A New Delhi-based study involving researchers from the Energy Policy Institute at the University of Chicago (EPIC), Yale University, and New York University offers a model that can help identify local pollution hotspots and catalyze policy actions.
The study uses a high-precision spatiotemporal prediction model drawn from two years of data from a low-cost monitoring network of 28 custom-designed low-cost portable air quality sensors to derive fine-grained pollution maps. It proposes that a network of inexpensive, portable air quality monitors in densely populated cities can significantly enhance pollution forecasting and play an important role in developing precise policy recommendations and public health alerts.
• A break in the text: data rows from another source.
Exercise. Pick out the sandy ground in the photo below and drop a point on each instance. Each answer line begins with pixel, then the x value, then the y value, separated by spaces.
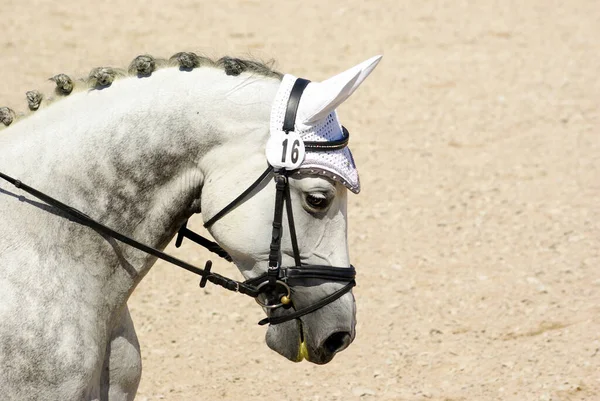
pixel 477 232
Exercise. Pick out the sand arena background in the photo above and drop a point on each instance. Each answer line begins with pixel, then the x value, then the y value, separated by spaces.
pixel 477 233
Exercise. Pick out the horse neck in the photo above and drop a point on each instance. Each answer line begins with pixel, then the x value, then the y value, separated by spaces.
pixel 134 156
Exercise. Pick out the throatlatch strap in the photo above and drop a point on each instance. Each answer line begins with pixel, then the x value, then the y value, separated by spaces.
pixel 311 308
pixel 239 199
pixel 289 122
pixel 212 246
pixel 275 248
pixel 289 211
pixel 85 220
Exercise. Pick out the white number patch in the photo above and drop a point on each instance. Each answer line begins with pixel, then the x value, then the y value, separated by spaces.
pixel 285 150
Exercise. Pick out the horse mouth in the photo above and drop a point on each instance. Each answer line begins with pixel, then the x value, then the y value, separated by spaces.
pixel 302 349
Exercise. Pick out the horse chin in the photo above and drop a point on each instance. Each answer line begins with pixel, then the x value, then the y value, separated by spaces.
pixel 285 339
pixel 288 340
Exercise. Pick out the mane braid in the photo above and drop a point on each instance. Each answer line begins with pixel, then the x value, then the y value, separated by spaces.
pixel 142 66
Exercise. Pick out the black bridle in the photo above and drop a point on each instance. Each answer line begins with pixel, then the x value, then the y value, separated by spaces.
pixel 275 287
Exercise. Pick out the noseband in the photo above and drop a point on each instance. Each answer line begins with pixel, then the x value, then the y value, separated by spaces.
pixel 273 289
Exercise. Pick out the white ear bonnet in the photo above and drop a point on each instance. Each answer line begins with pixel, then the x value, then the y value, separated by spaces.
pixel 317 121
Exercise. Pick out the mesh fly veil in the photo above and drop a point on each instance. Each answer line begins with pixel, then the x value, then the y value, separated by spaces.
pixel 335 164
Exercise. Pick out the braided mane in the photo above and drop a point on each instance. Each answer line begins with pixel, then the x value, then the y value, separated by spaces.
pixel 142 66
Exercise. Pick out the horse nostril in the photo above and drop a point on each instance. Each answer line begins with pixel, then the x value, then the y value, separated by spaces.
pixel 337 342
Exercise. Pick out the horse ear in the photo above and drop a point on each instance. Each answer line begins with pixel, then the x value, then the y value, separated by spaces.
pixel 321 98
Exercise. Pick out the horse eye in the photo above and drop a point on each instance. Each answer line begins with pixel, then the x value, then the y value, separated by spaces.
pixel 317 201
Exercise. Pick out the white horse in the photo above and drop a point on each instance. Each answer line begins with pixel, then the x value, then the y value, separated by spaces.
pixel 141 155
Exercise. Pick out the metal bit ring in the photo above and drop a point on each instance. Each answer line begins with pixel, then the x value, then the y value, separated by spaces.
pixel 284 300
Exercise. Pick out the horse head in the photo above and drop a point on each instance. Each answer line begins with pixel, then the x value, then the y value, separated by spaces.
pixel 317 181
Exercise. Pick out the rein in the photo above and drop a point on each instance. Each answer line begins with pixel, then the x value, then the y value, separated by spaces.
pixel 273 289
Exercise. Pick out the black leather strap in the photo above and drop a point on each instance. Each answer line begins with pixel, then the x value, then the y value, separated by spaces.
pixel 289 122
pixel 293 238
pixel 311 308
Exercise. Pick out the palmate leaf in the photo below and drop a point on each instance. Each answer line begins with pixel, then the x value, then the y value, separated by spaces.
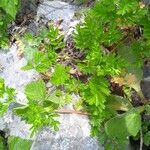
pixel 16 143
pixel 119 103
pixel 124 125
pixel 36 90
pixel 10 7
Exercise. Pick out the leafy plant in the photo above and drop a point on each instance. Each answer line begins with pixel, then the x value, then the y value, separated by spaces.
pixel 109 38
pixel 8 10
pixel 39 111
pixel 42 54
pixel 16 143
pixel 6 96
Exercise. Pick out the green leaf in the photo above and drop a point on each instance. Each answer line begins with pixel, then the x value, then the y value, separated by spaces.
pixel 16 143
pixel 36 90
pixel 1 143
pixel 10 7
pixel 124 125
pixel 119 103
pixel 60 75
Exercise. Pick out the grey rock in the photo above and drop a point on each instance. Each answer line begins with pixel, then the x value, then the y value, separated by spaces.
pixel 56 10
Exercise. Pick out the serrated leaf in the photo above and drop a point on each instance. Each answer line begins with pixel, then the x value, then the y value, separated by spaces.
pixel 119 103
pixel 36 90
pixel 60 75
pixel 16 143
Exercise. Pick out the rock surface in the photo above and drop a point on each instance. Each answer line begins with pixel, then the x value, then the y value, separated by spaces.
pixel 74 133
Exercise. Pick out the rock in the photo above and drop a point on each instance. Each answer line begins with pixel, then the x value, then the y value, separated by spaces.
pixel 56 10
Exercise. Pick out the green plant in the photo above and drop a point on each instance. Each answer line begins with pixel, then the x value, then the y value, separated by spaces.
pixel 8 10
pixel 39 111
pixel 109 38
pixel 6 97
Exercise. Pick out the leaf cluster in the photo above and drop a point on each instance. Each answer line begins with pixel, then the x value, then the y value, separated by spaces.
pixel 7 96
pixel 8 10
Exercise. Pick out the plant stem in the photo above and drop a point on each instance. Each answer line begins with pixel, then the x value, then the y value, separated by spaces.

The paper emphasizes how high costs often prevent city governments from widely deploying reference-grade air quality monitors, which are the standard for providing data to the public air-quality index. For instance, only 33 reference-grade monitors are available for Delhi, India, which has a population of 15 million citizens and a land area of 1500 sq km. Researchers at Inclusion Economics at Yale University, Warwick, EPIC, Swiss Data Center, Kai Air Monitoring Pvt Ltd, and New York University propose a new methodology to model and predict urban air quality at a fine-grained level using dense noisy, low-cost sensors.
Anant Sudarshan, Senior Fellow, EPIC, and Assistant Professor, University of Warwick, explains, “Our paper develops a model that can offer more precise forecasts and assessments of air quality. So we used machine-learning methods to combine high and low-quality sensors and generate accurate, fine-grained pollution maps.”